Some babies born prematurely are considered immune-compromised.  Babies not breastfed may be considered immune compromised depending on your viewpoint.  The risk is the water and even if a formula fed infant is not considered immune-compromised, there is an obvious risk of diarrhea.  And diarrhea in an infant is a known-killer.  This article is from 1988.  Has water supplies in the US improved since 1988 or are we faced with another important element of our infrastructure that is broken? 
https://www.nytimes.com/1988/12/09/us/infant-diarrhea-kills-hundreds-yearly-in-us.html

The last quote from Michele Barry failed to mention that she is the director of the Yale/Stanford Johnson & Johnson Global Health Scholar Program.  One might presume that Johnson & Johnson funds this Scholar Program.  Johnson & Johnson sells pharmaceuticals and seems very involved in research regarding hiv/aids in Africa (they are working on a vaccine for hiv). Hm, now why would Michele Barry be interviewed for an article on infant feeding history that also involves the Fed Is Best organization?  
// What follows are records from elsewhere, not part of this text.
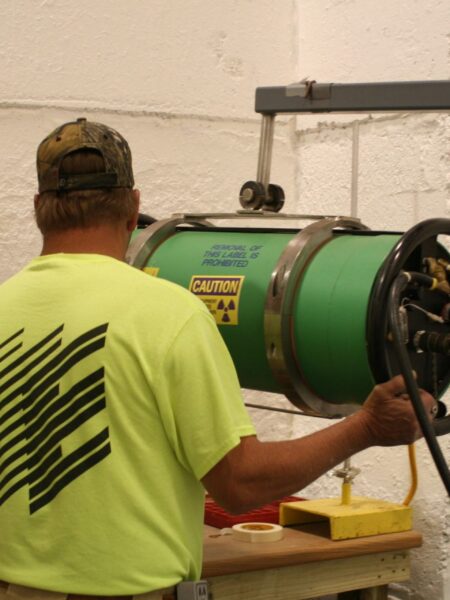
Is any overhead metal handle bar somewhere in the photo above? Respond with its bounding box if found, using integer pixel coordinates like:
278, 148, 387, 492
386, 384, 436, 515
255, 80, 450, 115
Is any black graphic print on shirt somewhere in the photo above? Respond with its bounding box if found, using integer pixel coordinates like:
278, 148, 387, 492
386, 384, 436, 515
0, 323, 111, 514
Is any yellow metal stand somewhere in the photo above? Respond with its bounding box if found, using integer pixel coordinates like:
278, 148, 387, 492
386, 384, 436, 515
280, 459, 412, 540
280, 494, 412, 540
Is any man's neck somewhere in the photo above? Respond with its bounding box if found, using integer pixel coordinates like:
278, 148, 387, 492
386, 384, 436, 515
41, 225, 129, 260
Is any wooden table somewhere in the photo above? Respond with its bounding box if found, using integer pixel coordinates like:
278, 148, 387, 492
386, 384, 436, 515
202, 523, 422, 600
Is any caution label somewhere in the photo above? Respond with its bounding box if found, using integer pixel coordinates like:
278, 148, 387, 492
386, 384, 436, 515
189, 275, 245, 325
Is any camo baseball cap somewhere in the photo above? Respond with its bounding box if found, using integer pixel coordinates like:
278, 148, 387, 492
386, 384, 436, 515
36, 119, 134, 193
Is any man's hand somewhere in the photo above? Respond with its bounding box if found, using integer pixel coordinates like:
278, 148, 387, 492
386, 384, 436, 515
359, 375, 436, 446
203, 376, 436, 513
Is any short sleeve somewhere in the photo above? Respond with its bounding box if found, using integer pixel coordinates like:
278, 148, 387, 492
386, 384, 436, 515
155, 311, 255, 480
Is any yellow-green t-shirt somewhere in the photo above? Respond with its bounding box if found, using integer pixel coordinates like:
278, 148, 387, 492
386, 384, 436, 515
0, 254, 254, 595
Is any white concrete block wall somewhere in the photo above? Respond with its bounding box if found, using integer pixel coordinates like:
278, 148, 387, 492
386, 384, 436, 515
0, 0, 450, 600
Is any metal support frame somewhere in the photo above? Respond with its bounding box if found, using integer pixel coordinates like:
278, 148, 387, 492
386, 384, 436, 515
251, 80, 450, 211
255, 80, 450, 115
256, 115, 275, 196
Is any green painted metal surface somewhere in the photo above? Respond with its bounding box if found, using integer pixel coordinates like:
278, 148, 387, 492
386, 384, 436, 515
294, 234, 400, 404
148, 231, 294, 392
142, 230, 400, 404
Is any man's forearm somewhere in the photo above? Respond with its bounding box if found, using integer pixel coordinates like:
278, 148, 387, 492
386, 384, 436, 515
204, 413, 371, 512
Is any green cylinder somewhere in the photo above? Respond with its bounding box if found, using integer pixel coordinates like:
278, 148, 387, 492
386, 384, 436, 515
134, 228, 400, 413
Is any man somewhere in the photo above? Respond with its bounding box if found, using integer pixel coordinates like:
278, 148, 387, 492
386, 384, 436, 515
0, 119, 434, 598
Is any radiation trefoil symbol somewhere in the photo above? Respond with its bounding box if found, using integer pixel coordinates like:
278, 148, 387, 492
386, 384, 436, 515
217, 300, 236, 323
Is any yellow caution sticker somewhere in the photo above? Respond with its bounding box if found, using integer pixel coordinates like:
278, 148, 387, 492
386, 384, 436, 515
142, 267, 159, 277
189, 275, 245, 325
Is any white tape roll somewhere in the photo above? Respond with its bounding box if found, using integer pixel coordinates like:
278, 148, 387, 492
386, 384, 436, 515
231, 523, 283, 542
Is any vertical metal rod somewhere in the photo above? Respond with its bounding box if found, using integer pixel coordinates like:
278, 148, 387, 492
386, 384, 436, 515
256, 114, 275, 194
350, 121, 359, 217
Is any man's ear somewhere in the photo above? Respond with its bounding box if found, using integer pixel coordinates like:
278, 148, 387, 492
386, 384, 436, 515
127, 190, 141, 233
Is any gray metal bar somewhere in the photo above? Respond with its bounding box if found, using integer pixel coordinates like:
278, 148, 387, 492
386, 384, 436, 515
256, 115, 275, 195
255, 80, 450, 114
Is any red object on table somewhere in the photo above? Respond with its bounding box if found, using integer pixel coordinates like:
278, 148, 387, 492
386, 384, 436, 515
205, 496, 305, 529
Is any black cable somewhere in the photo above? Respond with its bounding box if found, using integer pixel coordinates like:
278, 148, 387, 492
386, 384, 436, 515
244, 402, 333, 420
389, 271, 450, 496
244, 402, 305, 416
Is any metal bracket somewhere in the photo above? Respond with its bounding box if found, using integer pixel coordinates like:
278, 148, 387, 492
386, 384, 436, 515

I still very much appreciate The Politics of Breastfeeding.  The last few sentences in the book state,

"A creature from another planet visiting the Earth might ask, "If women are the ones that keep the human race going, why do they get the rough deal?"

Why indeed?  Why is women's history so unknown?  Why does a NY Times reporter distort the history of infant feeding?  Perhaps she needs to read, The Politics of Breastfeeding?  Maybe we should develop a book campaign and send this book to Christina Caron as well as the founders of Fed Is Best?  I imagine they wouldn't read it--too political?  Telling half the history, leaving out the reality is another political choice.  Getting half the story does not illuminate the issue but mentioning all those wonderful products (Similac, bottles) we now have certainly tells us that consumerism is the prime directive.  Choice in products becomes the reality of our world.